A boat carrying Red Cross supplies to survivors of Cyclone Nargis has sunk in Burma, as the death toll from the storm passed 28-thousand people.
Officials say the boat sank Sunday after apparently hitting a submerged tree in the Irrawaddy Delta. All four aid workers on board escaped.
The accident underscored the difficulty of delivering supplies to the many Burmese people desperately waiting for food and water.
Burmese state television reports at least 37-thousand people remain missing more than a week after the cyclone hit. The British aid agency Oxfam is warning that one-and-a-half million people could die if they do not receive adequate food, water and supplies.
On Sunday, a Red Cross cargo plane arrived in Rangoon, carrying a mobile water treatment plant and medical supplies for about 10-thousand people.
The International Committee of the Red Cross says most of the supplies are to assist thousands of detainees in Burmese prisons.
The cyclone destroyed entire villages, fishing ports and infrastructure, leaving communities exposed and destitute.
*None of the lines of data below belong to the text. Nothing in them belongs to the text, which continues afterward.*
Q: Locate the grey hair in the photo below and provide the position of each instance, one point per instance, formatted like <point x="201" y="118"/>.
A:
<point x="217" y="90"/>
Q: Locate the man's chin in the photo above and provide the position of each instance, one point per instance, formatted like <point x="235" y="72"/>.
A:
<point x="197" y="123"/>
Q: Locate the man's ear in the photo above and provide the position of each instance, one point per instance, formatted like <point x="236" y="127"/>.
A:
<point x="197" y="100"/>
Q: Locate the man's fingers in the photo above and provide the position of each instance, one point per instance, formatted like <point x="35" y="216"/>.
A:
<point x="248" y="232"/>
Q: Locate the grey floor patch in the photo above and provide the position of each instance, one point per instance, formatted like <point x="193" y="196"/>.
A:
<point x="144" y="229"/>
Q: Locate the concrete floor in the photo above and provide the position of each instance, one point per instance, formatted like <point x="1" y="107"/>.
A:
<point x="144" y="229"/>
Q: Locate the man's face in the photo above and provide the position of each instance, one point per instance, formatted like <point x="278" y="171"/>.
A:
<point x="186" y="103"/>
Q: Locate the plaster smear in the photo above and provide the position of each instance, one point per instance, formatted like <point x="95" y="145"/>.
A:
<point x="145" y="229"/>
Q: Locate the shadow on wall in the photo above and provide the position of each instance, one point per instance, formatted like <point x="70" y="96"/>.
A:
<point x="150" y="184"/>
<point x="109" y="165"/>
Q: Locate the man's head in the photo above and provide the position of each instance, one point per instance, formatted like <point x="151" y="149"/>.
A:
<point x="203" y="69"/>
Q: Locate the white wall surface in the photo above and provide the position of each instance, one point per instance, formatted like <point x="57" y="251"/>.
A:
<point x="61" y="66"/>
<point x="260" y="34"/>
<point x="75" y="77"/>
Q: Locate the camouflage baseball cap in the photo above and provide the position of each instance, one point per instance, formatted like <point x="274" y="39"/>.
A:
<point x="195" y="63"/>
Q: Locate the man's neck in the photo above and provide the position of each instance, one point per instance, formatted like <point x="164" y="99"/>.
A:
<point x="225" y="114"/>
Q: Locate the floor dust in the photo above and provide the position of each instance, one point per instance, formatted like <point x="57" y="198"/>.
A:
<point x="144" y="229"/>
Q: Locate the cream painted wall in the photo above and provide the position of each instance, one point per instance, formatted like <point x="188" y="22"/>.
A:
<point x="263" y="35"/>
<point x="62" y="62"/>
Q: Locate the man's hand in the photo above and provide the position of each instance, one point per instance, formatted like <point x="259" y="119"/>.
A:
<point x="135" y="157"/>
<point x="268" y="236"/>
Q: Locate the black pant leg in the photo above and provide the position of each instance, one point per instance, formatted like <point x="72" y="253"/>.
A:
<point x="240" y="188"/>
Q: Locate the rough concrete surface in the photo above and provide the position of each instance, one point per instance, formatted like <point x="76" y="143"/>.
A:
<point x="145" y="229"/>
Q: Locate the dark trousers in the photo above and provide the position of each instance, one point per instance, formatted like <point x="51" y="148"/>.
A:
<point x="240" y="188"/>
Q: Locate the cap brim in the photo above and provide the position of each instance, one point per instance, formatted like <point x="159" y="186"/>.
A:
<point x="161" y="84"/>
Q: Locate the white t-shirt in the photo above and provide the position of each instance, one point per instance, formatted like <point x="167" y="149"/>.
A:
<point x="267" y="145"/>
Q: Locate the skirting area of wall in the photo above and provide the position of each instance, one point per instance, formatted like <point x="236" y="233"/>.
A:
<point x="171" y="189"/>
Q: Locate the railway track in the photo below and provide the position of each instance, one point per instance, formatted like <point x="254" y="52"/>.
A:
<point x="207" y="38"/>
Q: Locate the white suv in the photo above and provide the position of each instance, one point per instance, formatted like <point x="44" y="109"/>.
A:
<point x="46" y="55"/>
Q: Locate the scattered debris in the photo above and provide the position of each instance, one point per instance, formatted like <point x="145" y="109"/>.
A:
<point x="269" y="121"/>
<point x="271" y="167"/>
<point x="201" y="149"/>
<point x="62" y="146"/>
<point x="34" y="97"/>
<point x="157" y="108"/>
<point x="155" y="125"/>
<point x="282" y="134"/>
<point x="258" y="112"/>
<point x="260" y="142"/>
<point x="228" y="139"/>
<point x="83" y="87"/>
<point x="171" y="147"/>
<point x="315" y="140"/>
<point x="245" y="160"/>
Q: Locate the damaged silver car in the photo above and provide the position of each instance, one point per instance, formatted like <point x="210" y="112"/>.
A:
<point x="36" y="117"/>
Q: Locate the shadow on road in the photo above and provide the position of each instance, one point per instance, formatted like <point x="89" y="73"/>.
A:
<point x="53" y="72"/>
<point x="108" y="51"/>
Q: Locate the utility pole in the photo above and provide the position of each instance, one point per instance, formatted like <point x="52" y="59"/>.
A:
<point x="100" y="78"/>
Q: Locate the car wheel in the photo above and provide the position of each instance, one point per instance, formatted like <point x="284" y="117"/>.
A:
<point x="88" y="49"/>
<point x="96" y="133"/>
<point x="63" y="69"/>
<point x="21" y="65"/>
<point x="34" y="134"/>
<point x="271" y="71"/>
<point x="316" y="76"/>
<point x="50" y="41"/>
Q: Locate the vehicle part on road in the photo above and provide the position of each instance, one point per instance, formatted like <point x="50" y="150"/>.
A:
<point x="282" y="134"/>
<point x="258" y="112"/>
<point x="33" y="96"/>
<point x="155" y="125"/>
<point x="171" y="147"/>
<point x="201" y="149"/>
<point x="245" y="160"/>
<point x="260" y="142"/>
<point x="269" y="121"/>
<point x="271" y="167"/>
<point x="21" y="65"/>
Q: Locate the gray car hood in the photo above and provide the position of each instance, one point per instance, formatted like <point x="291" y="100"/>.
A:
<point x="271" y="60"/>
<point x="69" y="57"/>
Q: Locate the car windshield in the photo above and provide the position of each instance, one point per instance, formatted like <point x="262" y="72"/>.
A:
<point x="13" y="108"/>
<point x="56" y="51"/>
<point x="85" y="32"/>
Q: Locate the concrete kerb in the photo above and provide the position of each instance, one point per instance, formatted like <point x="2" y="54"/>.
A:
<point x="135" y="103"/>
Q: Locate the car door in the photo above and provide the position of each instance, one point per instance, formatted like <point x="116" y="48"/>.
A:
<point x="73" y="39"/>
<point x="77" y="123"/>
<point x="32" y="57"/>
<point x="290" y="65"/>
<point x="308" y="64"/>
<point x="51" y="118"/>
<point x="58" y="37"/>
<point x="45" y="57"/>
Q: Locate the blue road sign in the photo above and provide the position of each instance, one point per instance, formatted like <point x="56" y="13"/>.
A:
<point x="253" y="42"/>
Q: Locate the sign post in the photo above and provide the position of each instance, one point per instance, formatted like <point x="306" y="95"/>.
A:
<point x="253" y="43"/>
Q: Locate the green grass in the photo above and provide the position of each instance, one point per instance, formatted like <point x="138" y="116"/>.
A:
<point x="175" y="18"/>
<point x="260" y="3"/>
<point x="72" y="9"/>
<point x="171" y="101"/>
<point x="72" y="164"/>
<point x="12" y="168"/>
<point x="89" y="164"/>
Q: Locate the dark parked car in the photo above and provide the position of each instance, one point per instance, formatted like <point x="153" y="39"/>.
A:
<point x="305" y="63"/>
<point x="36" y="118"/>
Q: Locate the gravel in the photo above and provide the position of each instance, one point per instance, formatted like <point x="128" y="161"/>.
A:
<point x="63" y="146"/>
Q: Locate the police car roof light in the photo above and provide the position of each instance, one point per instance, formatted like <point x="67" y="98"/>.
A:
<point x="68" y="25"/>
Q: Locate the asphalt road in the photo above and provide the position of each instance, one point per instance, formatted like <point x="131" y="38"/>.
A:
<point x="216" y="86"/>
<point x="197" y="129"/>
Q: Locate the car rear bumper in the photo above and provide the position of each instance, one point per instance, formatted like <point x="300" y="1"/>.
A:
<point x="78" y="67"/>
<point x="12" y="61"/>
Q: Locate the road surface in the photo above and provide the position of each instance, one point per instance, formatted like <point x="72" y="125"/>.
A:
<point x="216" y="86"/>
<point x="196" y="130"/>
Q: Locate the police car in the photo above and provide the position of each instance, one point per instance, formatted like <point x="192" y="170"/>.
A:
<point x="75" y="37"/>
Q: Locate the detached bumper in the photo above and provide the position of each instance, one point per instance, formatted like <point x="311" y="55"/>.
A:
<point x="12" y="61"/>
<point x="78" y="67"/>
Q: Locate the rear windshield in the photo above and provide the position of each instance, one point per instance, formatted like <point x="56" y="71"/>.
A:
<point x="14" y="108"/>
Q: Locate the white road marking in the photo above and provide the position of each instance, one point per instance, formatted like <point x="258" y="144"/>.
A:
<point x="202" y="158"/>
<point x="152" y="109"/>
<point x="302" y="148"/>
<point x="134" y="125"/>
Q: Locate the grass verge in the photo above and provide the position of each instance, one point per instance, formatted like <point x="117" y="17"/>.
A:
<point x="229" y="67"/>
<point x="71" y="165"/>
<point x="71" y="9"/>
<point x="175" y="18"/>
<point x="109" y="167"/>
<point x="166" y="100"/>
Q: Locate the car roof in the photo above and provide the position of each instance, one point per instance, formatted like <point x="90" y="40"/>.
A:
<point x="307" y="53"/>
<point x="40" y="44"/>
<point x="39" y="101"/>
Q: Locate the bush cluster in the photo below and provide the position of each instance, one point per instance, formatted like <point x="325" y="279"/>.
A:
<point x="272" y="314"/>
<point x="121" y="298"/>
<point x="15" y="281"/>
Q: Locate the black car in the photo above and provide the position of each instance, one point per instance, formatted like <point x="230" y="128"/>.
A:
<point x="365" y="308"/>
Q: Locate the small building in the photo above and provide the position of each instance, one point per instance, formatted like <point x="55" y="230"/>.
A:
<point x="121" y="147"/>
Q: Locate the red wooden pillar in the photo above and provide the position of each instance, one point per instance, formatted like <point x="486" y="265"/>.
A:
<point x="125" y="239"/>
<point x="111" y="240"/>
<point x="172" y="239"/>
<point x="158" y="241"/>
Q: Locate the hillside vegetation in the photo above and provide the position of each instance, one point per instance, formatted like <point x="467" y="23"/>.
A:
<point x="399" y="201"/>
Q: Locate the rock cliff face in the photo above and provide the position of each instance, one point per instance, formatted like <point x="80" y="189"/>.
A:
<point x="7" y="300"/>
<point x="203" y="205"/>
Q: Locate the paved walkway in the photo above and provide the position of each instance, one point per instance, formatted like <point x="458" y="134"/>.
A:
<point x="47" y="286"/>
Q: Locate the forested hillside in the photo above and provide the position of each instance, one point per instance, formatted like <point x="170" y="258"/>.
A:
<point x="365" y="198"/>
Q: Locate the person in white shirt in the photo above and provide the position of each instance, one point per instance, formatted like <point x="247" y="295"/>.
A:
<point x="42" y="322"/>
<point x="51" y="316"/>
Still, humanitarian aid is only trickling into the country because Burma's military leaders are suspicious of foreigners.
The military government has granted a few visas to foreign experts, and are insisting that Burmese nationals, mostly soldiers, distribute the aid. Donor countries are concerned military officials will hoard the supplies or use the goods for their own benefit.
Diplomats and aid agencies around the world are struggling to lobby the Burmese government to allow foreign workers and more than 100 million dollars in assistance to enter the country.
Despite the disaster, the military government held a referendum on a new constitution Saturday. The military says the new charter will lead to democracy and general elections in 2010. But the opposition says the constitution strengthens the army's control over the country.